Malgré ses exploits, le rugby portugais reste une affaire de famille

L’équipe du Portugal de rugby, dernière qualifiée pour la Coupe du monde et constituée de nombreux joueurs encore amateurs, espère profiter de cette deuxième participation à un Mondial pour développer un sport qui reste confidentiel, voire surtout familial, au pays.

Les Loups (Los Lobos) ont bénéficié d’un invraisemblable concours de circonstances pour se qualifier pour cette Coupe du monde organisée en France, où ils débuteront samedi contre le pays de Galles, dans un pays où vit une importante communauté d’origine portugaise.

Ils ont d’abord bénéficié de la disqualification de l’Espagne (qui avait aligné un joueur non éligible) pour participer à un tournoi de repêchage. Ils ont ensuite remporté ce tournoi au goal average, grâce à un match nul arraché aux Etats-Unis (16-16) dans le temps additionnel.

Même ce parcours incroyable n’a eu que peu d’écho au Portugal, où « l’exploit a été peu reconnu », regrette auprès de l’AFP le président de la Fédération portugaise de rugby, Carlos Amado Silva.

« En termes de visibilité et d’intérêt de la population, la reconnaissance de ce sport n’est pas celle que nous souhaiterions », a-t-il ajouté lors d’un entretien téléphonique alors qu’il se trouvait avec l’équipe dans le camp de base monté à Perpignan, dans le sud de la France.

– « Avalanche » de recrues –

Malgré son statut de Petit Poucet, la sélection lusitanienne espère néanmoins réaliser un deuxième exploit et gagner au moins un match au sein d’un groupe C où elle a été versée avec le pays de Galles, l’Australie, les Fidji et la Géorgie, afin de se qualifier pour la prochaine Coupe du monde en 2027.

« L’objectif sportif c’est d’aller au Mondial en Australie. En interne, c’est de faire connaître le rugby », précise le président, qui espère atteindre les 10.000 licenciés contre près de 7.000 actuellement. Il ajoute toutefois qu’il en faudrait 20 à 30.000 pour permettre à ce sport de franchir un nouveau palier.

Le plus haut responsable du rugby portugais espère une « avalanche » de nouvelles recrues pour les clubs, à l’image de ce qui s’est passé en 2007, lors de la première participation des Loups à une Coupe du monde.

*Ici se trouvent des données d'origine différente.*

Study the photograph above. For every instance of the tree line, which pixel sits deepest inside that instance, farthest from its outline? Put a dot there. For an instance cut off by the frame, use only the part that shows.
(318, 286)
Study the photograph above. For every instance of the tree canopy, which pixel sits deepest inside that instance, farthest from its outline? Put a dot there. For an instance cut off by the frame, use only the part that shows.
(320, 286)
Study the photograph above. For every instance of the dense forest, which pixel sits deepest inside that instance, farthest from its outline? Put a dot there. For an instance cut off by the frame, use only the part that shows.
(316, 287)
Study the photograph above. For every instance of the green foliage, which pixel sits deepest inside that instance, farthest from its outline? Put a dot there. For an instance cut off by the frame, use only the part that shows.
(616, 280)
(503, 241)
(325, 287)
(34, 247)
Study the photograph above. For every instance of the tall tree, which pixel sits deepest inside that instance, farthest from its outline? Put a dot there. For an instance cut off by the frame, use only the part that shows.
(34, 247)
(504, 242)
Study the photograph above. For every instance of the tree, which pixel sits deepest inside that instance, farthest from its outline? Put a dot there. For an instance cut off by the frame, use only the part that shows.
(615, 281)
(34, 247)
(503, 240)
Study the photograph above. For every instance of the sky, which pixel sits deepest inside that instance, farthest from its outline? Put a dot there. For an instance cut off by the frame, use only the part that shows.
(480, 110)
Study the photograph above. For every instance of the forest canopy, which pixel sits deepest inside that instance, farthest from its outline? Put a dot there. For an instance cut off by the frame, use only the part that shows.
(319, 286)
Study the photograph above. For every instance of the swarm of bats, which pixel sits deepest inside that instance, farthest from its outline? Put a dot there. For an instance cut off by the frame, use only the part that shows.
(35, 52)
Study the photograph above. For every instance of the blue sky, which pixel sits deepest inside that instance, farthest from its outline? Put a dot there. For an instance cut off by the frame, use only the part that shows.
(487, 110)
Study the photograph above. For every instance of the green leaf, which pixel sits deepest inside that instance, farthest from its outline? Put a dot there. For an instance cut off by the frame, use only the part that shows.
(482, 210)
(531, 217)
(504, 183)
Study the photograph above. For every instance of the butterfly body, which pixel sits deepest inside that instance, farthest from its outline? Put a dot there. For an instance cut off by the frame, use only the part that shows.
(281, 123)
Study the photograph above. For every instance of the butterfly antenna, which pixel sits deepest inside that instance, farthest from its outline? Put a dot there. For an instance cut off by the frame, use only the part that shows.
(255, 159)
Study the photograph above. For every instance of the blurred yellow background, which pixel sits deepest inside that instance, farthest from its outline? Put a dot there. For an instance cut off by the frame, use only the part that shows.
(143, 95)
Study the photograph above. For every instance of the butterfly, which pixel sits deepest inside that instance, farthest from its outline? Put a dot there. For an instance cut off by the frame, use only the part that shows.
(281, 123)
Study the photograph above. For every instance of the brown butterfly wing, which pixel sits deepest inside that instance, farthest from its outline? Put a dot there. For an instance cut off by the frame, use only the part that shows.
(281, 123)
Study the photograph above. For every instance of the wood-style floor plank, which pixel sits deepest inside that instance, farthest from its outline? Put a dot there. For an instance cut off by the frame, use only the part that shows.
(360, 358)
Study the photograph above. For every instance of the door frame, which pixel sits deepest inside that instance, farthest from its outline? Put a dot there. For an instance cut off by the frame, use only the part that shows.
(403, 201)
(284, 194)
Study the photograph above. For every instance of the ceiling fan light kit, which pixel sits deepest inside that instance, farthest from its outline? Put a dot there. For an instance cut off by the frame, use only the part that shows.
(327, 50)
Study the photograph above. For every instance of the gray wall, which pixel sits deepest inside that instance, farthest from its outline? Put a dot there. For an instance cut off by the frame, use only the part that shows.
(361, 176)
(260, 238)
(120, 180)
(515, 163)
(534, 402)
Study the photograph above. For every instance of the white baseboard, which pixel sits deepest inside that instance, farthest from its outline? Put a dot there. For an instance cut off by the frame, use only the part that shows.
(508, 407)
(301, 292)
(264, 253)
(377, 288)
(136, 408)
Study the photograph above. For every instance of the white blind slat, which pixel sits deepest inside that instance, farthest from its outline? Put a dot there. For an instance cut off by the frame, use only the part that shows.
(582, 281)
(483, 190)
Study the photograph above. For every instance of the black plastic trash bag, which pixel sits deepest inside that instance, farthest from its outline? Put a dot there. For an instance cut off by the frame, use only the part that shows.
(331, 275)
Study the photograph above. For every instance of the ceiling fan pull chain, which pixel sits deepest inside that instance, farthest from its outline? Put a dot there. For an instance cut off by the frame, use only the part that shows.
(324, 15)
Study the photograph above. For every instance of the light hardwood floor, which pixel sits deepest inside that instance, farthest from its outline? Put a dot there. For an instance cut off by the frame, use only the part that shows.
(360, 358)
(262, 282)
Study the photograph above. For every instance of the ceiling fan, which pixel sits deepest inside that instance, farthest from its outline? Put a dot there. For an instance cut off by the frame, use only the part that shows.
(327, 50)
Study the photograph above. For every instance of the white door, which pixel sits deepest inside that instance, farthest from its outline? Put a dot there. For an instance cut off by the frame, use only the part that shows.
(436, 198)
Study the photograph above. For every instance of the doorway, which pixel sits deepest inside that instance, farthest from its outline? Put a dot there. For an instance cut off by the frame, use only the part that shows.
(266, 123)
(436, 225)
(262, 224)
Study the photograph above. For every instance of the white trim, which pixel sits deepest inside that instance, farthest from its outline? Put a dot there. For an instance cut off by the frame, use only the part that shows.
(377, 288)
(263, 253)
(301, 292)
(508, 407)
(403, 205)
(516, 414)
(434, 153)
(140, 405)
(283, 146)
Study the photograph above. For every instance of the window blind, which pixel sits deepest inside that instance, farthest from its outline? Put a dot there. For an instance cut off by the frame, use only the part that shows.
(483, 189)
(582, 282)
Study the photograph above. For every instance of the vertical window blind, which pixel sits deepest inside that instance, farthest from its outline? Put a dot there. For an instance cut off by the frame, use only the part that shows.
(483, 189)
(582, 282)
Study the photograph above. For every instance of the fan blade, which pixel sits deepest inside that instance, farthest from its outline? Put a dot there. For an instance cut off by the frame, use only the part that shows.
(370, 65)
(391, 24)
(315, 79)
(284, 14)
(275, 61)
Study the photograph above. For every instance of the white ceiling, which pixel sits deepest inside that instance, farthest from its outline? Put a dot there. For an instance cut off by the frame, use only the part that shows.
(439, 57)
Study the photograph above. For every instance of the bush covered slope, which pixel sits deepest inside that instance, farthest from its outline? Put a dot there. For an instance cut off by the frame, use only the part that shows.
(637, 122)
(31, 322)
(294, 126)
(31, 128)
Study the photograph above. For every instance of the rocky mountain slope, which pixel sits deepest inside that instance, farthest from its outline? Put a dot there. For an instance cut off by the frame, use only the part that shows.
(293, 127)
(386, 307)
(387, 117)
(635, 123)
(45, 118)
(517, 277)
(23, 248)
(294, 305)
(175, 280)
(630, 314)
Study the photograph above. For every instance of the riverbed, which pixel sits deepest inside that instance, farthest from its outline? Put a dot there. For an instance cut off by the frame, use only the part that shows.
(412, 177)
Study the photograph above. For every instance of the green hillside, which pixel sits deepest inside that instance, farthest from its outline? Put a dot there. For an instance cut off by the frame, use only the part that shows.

Mais, à la tête du plus important club du pays, le Grupo Desportivo de Direito, son président Luis Filipe Lança de Morais prévient que « certains clubs n’ont toujours pas les infrastructures pour accueillir un éventuel boom » de pratiquants.

Comme il y a 16 ans, le club créé au sein de la faculté de droit de l’université de Lisbonne est le plus représenté dans l’effectif de la sélection, mais le dirigeant avoue que sa professionnalisation reste un objectif lointain.

– « De père en fils » –

Dans ce contexte, le sélectionneur du Portugal, le Français Patrice Lagisquet, a renforcé son effectif en faisant appel à des joueurs professionnels issus de l’immigration portugaise en France.

« Les joueurs du Direito paient pour jouer au rugby », rappelle M. Lança de Morais en précisant tout de même qu’une partie de l’encadrement était déjà rémunérée.

Selon lui, le sport pâtit encore d’un manque de terrains de jeu et d’un manque de visibilité qui n’attire pas les sponsors. « C’est une question culturelle. Malheureusement dans notre pays tout tourne autour du football », déplore ce cousin de Tomaz Morais, sélectionneur du Portugal au Mondial-2007.

Car le rugby dans ce pays peine à s’élargir au-delà d’ »un milieu fermé, un peu élitiste », note le journaliste Antonio Aguilar, référence de la discipline et commentateur des matches diffusés à la télévision. 

« Le rugby est un sport pratiquement familial, qui passe de père en fils ou entre amis », poursuit cet ancien joueur du Direito, dont le fils, également prénommé Antonio, était présent au Mondial-2007.

Autre exemple de cet entre-soi, l’actuel demi d’ouverture des Lobos Jeronimo Portela a vu son père, le centre Miguel Portela, jouer la Coupe du monde d’il y a 16 ans.